New paper by Devi Klein: Greater benefits of AI for finding small signals in 3D volumetric medical images
When and how AI helps radiologists. Answers from vision science.
Modern medical imaging, such as digital breast tomosynthesis (DBT), produces three-dimensional (3D) images that allow doctors to look through layers of tissue to find signs of disease, such as tumors or microcalcifications. While these 3D scans give a clearer view than traditional two-dimensional (2D) mammograms, they also require radiologists to search through hundreds of image slices — a time-consuming process that increases the chance of missing small, subtle abnormalities that might only appear in a few slices.
In a new paper in the Journal of Medical Imaging, Vision & Image Understanding Lab grad student Devi Klein and colleagues at UCSB explored how a deep learning–based computer-aided detection (CADe) system could assist human observers when searching through these complex 3D images.
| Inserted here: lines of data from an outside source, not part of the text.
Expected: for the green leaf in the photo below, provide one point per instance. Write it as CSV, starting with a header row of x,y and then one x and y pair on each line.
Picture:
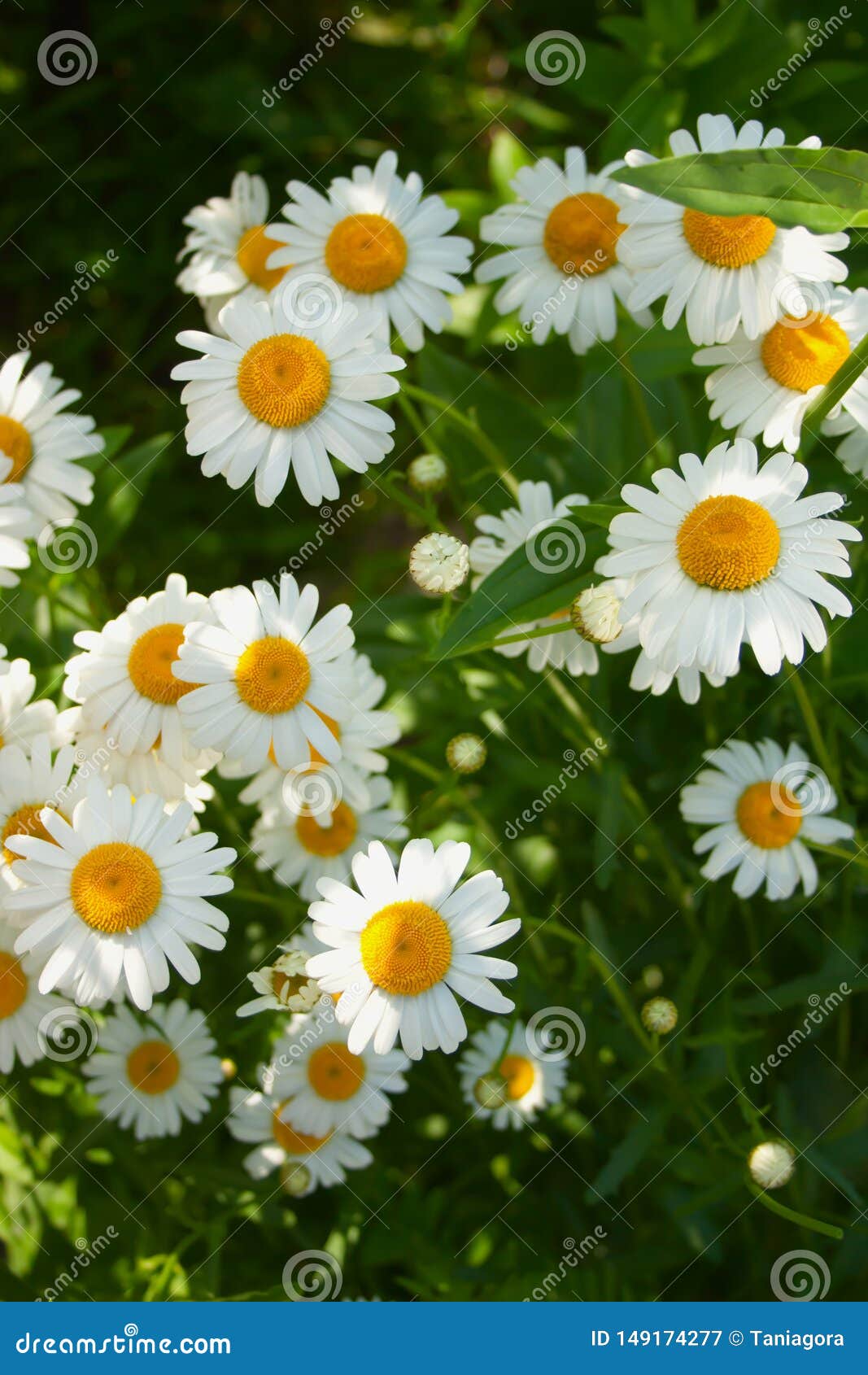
x,y
539,579
822,189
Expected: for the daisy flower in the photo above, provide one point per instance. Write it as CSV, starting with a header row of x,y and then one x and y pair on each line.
x,y
25,1012
284,986
386,245
326,1086
408,945
304,1159
730,553
765,386
229,247
761,805
529,1082
117,891
268,675
718,270
44,442
17,524
499,536
278,394
21,718
561,264
124,679
299,847
360,731
153,1073
853,448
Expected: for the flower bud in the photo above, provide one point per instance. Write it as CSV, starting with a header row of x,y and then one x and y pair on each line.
x,y
595,616
465,753
439,563
659,1015
428,474
770,1163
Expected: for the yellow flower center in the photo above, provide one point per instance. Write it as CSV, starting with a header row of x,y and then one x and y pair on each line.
x,y
150,665
116,887
728,543
406,948
153,1067
24,823
328,840
581,234
519,1074
800,356
15,443
294,1143
273,675
253,251
334,1073
13,984
366,253
284,380
728,239
770,816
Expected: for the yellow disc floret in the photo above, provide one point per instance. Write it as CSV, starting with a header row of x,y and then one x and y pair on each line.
x,y
334,1073
406,948
366,253
581,234
728,239
273,675
13,984
253,251
116,887
328,840
800,356
150,665
153,1067
284,380
770,814
15,443
728,543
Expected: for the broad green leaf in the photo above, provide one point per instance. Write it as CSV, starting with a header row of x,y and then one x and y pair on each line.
x,y
539,579
822,189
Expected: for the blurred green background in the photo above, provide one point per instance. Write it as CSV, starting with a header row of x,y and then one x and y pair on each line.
x,y
107,168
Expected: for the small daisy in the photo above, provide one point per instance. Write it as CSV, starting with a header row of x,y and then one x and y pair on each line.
x,y
124,677
278,394
25,1012
530,1082
28,784
360,731
229,247
44,442
761,803
308,1161
117,891
720,270
284,986
268,675
730,553
765,386
563,267
409,945
326,1086
153,1073
21,718
300,849
17,526
499,535
853,450
386,245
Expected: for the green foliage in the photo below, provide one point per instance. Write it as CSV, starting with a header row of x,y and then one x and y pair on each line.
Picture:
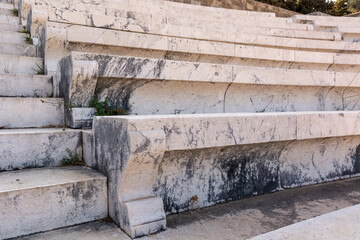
x,y
40,69
72,160
338,8
105,109
25,31
309,6
354,6
15,11
28,39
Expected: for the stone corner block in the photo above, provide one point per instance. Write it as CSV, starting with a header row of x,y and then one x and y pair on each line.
x,y
142,217
79,118
78,80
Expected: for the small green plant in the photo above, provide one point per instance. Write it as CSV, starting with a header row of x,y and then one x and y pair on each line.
x,y
72,160
105,109
28,39
193,201
347,100
24,31
40,69
16,11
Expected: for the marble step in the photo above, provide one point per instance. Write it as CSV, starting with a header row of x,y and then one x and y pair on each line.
x,y
31,112
9,27
18,49
18,149
9,19
87,35
341,224
210,34
20,64
239,220
7,9
13,37
38,200
88,231
6,1
23,85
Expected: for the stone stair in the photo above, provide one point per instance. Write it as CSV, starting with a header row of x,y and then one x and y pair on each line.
x,y
255,104
36,193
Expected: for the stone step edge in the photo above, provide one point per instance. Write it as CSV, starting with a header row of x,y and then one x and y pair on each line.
x,y
39,186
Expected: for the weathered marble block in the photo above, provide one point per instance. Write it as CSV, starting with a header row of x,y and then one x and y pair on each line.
x,y
326,20
147,24
193,161
142,85
162,9
62,38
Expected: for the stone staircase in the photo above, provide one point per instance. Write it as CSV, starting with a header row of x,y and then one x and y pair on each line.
x,y
35,193
222,105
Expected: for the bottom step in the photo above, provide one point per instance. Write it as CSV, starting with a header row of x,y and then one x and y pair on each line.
x,y
341,224
89,231
39,200
240,220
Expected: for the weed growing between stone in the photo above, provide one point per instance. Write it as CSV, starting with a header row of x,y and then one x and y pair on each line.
x,y
15,11
347,100
72,160
28,40
25,31
105,109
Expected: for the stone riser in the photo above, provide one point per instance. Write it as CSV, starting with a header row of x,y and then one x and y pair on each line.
x,y
329,20
39,200
12,85
147,98
9,27
222,157
95,37
180,10
142,85
29,112
12,37
6,9
166,29
9,19
147,24
20,64
226,174
29,148
18,49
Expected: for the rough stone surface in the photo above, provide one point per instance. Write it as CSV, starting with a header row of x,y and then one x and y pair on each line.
x,y
241,219
142,85
19,64
140,22
21,85
28,112
18,49
29,148
98,39
44,199
212,153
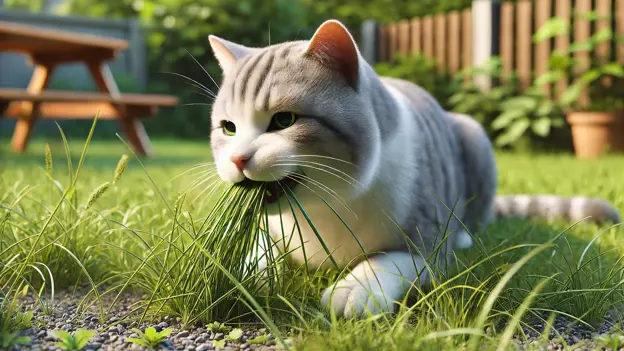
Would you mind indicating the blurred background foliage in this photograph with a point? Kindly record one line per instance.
(176, 39)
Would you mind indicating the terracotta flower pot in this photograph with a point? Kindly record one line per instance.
(594, 133)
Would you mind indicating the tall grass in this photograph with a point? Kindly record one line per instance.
(181, 249)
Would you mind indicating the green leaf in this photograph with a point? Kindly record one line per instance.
(138, 342)
(506, 118)
(525, 103)
(614, 69)
(21, 340)
(571, 94)
(549, 78)
(587, 45)
(82, 337)
(219, 343)
(261, 339)
(150, 333)
(554, 27)
(165, 333)
(541, 127)
(514, 132)
(558, 61)
(546, 108)
(235, 334)
(603, 35)
(589, 76)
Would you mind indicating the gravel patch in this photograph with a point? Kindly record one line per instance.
(113, 334)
An artificial intelligence (AI) model called a convolutional neural network (CNN) was used to highlight potentially suspicious areas with small boxes on the images. Sixteen trained participants were asked to find both small “microcalcification” signals and larger “mass” signals in simulated 2D and 3D breast images, both with and without the AI’s help, while their eye movements were tracked.
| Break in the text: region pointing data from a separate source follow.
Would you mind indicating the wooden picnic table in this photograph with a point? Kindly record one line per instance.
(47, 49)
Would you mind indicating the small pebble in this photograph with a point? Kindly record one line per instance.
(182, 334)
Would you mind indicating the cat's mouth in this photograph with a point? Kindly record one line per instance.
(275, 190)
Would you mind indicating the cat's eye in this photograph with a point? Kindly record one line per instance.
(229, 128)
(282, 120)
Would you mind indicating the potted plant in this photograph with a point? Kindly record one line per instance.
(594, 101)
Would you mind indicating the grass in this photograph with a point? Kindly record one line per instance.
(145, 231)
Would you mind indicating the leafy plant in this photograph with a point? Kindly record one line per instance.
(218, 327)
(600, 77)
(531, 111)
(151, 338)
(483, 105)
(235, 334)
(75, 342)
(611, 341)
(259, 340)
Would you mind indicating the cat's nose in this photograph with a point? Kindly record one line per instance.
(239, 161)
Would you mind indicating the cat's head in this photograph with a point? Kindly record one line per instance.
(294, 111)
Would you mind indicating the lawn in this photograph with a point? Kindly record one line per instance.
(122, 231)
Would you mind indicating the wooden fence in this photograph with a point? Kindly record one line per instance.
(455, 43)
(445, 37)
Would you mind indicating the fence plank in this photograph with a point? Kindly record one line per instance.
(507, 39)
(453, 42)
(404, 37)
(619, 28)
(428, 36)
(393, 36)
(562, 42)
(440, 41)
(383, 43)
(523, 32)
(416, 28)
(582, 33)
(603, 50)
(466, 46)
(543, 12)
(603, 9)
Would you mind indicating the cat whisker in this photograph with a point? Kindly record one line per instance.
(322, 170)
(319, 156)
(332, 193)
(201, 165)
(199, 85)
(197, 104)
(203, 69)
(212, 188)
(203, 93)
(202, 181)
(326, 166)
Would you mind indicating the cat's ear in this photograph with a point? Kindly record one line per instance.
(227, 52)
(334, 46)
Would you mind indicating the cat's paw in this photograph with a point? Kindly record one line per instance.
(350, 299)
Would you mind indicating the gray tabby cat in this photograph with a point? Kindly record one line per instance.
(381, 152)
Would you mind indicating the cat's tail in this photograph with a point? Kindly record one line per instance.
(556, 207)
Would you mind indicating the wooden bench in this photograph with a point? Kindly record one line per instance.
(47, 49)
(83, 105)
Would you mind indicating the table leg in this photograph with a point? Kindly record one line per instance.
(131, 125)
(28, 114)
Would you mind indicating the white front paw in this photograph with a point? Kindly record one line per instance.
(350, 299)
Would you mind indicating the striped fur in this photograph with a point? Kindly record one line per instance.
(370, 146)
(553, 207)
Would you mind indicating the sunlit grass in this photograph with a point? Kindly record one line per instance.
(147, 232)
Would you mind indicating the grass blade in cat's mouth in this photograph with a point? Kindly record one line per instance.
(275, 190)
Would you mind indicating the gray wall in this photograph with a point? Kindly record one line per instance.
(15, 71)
The findings showed that the AI assistant provided the biggest boost to search accuracy when participants searched 3D images for small target, such as microcalcifications, which are easily overlooked when scanning through large image stacks. The AI helped participants detect more of these tiny features, especially those observers who tended to move their eyes less and rely more on peripheral vision. For larger signals, like masses, the AI offered smaller improvements — suggesting that the system is most valuable when the task requires finding subtle features that are easily missed in 3D volumes
In simple terms, this research demonstrates when and why AI can help radiologists — helping them navigate complex 3D image data and reducing the risk of missing small but important details. The work highlights the growing potential of AI to enhance human performance in medicine, particularly in areas like breast cancer screening where early detection is critical. Beyond radiology, the study also provides insight into how human visual search and attention interact with AI guidance systems in real-world decision-making tasks.